一通り昼食を摂り終わると、乙葉は神妙な面持ちで語り掛けた。
「すみません、綿貫さんは寮の一室を使ってるんですよね?」
(ん?)
なんだか乙葉のセリフに違和感を覚えながらも、綿貫は頷いた。
「それがどうかしたんですか?」
返事はすぐに返ってこなかった。
乙葉はモジモジとしていて、顔は少し赤くなっている。
実にかわいらしい。
……憎たらしいほどに。
(ああ、なるほど)
綿貫は乙葉が次に何を言いたいのか、すぐに察した。
だけど、本人の口から聞きたくて、微笑みながら待ち続けた。
「綿貫さん、その、あなたのお部屋に伺ってもよろしいでしょうか」
綿貫はしばらく、言葉を発せられなかった。
予想はしていた。
的中した。
だがしかし、実際に言葉を聞いた時の衝撃が想像以上だったのだ。
「あの……やっぱりダメ、ですか?」
「い、いえ。そんなことはないです」
泣きそうな乙葉を見て、慌てて返した。
すると、彼女の顔がパァッと明るくなって、綿貫の頬も自然とほころんでいく。
そんな、甘くて穏やかな空気が流れる中――
バン、と。
突然、休憩室の扉が開かれた。
二人はとっさに振り向くと、そこには息を荒げた施設長の姿があった。
明らかにただ事ではない雰囲気だ。
「ど、どうしたんですか!?」
綿貫が驚きながら問い掛けると、施設長はきょとんとした顔を浮かべた。
その後、安堵したように深いため息を吐いた。
まるで『最悪の出来事が起きると思ったら、肩透かしをくらった』みたいな雰囲気だ。
「い、いえ……。ちょっと悪寒がしたので……。
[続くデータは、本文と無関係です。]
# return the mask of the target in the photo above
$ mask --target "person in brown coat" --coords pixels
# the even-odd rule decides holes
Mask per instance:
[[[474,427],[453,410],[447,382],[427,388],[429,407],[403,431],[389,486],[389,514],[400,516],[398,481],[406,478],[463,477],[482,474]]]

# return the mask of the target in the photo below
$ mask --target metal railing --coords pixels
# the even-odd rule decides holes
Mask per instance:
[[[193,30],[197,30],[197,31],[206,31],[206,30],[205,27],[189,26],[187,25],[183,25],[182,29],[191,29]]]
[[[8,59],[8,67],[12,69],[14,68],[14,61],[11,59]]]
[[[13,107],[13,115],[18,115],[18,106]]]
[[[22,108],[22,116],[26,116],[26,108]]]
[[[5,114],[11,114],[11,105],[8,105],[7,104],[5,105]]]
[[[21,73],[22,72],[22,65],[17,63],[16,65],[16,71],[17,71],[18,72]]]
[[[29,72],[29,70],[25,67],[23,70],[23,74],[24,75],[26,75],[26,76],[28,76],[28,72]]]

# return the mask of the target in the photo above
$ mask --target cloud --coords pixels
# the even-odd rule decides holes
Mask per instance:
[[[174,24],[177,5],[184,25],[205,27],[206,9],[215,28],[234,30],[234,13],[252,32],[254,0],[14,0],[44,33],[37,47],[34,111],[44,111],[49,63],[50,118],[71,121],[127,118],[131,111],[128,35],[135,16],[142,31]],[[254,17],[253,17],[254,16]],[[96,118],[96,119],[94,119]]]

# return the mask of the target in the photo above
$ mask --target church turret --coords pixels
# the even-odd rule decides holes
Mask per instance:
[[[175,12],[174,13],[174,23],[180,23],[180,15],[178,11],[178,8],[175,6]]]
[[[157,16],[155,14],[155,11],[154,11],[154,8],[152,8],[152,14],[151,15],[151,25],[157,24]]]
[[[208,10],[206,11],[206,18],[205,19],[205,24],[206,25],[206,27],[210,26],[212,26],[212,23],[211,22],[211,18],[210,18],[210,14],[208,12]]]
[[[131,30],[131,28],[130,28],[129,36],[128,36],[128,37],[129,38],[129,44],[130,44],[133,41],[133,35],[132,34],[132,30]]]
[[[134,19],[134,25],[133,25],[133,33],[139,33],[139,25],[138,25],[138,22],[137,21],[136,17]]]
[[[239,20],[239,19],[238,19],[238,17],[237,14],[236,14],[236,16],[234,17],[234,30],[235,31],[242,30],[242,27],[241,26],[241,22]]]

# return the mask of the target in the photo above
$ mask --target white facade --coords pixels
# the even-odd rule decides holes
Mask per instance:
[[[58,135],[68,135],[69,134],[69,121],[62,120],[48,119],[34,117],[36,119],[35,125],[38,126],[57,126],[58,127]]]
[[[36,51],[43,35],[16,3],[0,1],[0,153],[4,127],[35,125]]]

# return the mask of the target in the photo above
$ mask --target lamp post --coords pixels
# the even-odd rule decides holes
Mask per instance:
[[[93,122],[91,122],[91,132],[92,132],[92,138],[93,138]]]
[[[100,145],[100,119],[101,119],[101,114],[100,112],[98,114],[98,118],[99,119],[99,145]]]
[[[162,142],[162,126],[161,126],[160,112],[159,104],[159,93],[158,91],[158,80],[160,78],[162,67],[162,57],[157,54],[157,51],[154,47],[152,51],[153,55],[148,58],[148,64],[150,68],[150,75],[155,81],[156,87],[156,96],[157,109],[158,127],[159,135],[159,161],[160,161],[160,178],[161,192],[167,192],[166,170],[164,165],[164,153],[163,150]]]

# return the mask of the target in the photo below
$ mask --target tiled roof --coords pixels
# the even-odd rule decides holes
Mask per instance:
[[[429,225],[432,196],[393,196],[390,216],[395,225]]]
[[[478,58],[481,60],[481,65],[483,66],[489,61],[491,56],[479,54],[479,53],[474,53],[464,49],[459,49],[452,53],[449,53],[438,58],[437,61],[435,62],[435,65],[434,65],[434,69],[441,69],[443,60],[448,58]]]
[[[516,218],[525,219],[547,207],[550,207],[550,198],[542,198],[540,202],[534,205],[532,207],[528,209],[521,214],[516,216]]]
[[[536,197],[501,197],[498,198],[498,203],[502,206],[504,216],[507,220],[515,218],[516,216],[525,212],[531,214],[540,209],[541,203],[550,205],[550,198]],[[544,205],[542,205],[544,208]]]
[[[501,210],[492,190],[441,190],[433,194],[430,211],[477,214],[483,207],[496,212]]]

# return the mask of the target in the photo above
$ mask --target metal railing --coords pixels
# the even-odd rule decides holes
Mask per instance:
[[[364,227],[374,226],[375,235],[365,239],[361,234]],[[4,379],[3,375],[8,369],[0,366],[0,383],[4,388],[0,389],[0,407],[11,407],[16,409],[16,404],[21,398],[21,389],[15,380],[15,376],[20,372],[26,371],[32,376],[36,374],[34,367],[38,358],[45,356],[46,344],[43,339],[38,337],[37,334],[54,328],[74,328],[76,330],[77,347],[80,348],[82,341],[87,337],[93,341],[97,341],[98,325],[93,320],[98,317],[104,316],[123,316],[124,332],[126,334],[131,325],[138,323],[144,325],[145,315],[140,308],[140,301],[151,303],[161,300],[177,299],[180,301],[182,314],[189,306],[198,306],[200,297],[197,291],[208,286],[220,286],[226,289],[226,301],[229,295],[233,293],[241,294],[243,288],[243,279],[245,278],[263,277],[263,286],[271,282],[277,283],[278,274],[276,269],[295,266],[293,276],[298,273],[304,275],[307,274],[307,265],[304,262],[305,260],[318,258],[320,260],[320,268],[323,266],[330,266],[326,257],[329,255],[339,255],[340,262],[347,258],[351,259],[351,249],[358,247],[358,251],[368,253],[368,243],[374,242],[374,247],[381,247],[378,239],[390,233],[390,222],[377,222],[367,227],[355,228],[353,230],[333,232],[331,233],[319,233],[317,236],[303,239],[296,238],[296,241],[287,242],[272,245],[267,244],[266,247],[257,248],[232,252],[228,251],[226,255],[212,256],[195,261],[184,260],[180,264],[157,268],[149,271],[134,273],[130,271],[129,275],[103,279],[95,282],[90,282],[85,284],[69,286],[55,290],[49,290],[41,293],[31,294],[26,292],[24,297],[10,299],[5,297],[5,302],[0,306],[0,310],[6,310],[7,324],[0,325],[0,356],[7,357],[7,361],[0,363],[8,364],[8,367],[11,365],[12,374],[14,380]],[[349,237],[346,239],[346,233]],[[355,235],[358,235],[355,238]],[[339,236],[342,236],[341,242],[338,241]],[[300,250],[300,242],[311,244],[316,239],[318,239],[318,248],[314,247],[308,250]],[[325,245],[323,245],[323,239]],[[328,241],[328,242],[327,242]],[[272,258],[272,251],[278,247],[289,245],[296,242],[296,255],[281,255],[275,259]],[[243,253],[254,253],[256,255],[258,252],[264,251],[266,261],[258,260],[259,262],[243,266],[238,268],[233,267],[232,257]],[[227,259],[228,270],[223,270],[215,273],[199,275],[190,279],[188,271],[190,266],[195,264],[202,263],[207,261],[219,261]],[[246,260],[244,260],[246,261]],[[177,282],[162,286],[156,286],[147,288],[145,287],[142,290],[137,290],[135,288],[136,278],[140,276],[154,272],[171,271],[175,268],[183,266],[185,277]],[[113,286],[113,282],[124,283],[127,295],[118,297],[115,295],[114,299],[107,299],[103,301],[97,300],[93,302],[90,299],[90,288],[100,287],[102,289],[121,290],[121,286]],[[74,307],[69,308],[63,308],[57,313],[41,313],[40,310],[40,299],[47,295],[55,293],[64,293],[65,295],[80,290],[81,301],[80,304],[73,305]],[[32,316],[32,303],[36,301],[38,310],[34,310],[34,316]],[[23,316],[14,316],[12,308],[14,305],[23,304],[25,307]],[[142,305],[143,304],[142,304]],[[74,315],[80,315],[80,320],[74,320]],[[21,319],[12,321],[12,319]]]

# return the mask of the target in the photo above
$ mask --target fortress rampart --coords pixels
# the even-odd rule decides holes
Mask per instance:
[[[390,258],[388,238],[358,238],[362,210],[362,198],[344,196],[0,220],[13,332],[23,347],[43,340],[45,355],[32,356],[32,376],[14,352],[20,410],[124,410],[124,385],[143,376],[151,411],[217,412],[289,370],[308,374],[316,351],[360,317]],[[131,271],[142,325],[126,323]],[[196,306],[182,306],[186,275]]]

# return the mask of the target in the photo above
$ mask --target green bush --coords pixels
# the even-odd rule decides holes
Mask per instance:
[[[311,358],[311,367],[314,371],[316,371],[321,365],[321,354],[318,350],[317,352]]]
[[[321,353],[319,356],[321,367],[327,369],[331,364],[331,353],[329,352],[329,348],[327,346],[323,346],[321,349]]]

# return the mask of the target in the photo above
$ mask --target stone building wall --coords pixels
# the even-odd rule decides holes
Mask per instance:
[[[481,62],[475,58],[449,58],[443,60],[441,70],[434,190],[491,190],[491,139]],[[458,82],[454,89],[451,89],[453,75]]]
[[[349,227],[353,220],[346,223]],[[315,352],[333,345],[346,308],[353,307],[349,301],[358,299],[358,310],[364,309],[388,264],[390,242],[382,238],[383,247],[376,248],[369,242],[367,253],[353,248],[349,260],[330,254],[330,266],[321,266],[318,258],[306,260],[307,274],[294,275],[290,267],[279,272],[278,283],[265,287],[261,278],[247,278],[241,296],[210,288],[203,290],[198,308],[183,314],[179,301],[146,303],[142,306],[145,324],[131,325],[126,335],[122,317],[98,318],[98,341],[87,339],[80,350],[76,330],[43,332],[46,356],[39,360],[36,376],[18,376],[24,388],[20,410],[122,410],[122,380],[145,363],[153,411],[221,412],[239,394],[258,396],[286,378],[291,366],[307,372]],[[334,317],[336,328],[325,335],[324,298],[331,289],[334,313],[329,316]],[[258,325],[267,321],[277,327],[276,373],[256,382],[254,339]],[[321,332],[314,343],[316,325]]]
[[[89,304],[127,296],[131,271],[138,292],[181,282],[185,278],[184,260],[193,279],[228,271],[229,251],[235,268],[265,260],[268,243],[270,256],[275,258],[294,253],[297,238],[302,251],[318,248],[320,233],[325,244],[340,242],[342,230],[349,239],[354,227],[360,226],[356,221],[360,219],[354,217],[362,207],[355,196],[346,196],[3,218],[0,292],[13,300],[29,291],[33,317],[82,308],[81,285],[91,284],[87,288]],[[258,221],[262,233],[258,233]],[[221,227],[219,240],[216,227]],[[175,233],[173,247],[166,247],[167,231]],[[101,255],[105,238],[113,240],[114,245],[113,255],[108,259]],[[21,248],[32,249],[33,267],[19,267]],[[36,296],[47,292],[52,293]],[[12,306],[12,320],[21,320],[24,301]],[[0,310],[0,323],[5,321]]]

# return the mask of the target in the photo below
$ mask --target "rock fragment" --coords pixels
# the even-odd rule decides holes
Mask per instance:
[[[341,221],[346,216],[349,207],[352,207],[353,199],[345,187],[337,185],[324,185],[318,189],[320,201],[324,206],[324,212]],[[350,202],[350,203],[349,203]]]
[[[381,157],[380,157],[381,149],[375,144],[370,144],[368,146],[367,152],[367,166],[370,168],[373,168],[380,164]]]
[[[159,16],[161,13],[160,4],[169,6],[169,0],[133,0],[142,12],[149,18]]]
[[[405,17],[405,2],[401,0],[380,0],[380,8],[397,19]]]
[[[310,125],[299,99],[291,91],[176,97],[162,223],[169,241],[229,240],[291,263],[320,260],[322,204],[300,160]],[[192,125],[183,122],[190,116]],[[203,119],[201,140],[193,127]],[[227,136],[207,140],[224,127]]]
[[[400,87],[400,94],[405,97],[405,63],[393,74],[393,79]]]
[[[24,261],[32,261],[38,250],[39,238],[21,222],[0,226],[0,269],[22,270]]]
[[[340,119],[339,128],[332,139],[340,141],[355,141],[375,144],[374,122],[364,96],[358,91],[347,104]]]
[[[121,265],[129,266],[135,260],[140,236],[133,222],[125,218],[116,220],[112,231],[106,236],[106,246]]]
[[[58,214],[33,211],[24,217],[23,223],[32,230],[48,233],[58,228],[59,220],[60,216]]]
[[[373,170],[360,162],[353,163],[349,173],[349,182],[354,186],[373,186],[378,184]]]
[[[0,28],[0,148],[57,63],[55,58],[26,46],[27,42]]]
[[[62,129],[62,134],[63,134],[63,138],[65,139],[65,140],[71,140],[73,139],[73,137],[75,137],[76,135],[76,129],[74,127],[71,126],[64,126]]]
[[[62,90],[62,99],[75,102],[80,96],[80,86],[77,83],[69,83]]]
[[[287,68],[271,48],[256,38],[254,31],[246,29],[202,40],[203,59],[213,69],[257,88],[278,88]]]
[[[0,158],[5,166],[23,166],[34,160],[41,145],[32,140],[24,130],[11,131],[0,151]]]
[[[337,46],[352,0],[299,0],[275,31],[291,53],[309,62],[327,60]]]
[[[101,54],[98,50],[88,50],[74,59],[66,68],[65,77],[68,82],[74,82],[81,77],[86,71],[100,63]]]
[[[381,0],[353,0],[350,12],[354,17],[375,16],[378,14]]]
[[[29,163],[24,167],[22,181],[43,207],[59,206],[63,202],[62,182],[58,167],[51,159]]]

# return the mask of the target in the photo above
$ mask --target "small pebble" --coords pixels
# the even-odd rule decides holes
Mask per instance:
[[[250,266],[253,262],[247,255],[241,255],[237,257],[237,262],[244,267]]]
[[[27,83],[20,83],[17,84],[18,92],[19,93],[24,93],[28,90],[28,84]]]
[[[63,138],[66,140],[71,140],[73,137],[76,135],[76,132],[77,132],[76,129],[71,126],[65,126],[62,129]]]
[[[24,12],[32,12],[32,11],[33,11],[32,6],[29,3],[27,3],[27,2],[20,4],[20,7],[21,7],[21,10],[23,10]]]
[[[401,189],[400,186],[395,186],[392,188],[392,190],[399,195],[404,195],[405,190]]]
無事でよかったです」
顔を緩めた施設長に対して、綿貫と乙葉は不思議そうな顔を浮べた。
状況が全く理解できていない。
「お二人とも、本当に仲がよろしいですね」
「そ、そんな、仲が良いなんて……」
指摘されて余程恥ずかしかったのか、乙葉は下を向いてモジモジとしてしまっている。
本当に、あざとくて憎たらしい。
そんな乙葉をスルーして、施設長は綿貫を軽くにらみつけた。
「綿貫さん、わかってますよね?」
そう言われても、綿貫は最初ピンとこなかった。
だけど、徐々に記憶が蘇ってくる。
(俺に化け物が憑いている、とかいう話だよな。刺激しないために、乙葉さんと仲良くしない方がいいとか)
しばらく考えてから、綿貫は真剣そうに頷いた。
「それでは、失礼しました」
そう言い残して、施設長は部屋から出ていった。
ちょっと白けた空気の中、乙葉はボソリと呟いた。
「なんだったんでしょうか。施設長さん」
「多分、疲れているんでしょうね」
綿貫は乙葉に微笑んで見せた。
だが心の中は裏腹だ。
(そんなの知らねえよ)
そもそも、綿貫は『化け物が自分に取り憑いている』なんてことは全く信じていない。
そんな状態では、施設長の忠告なんて聞くはずもなかった。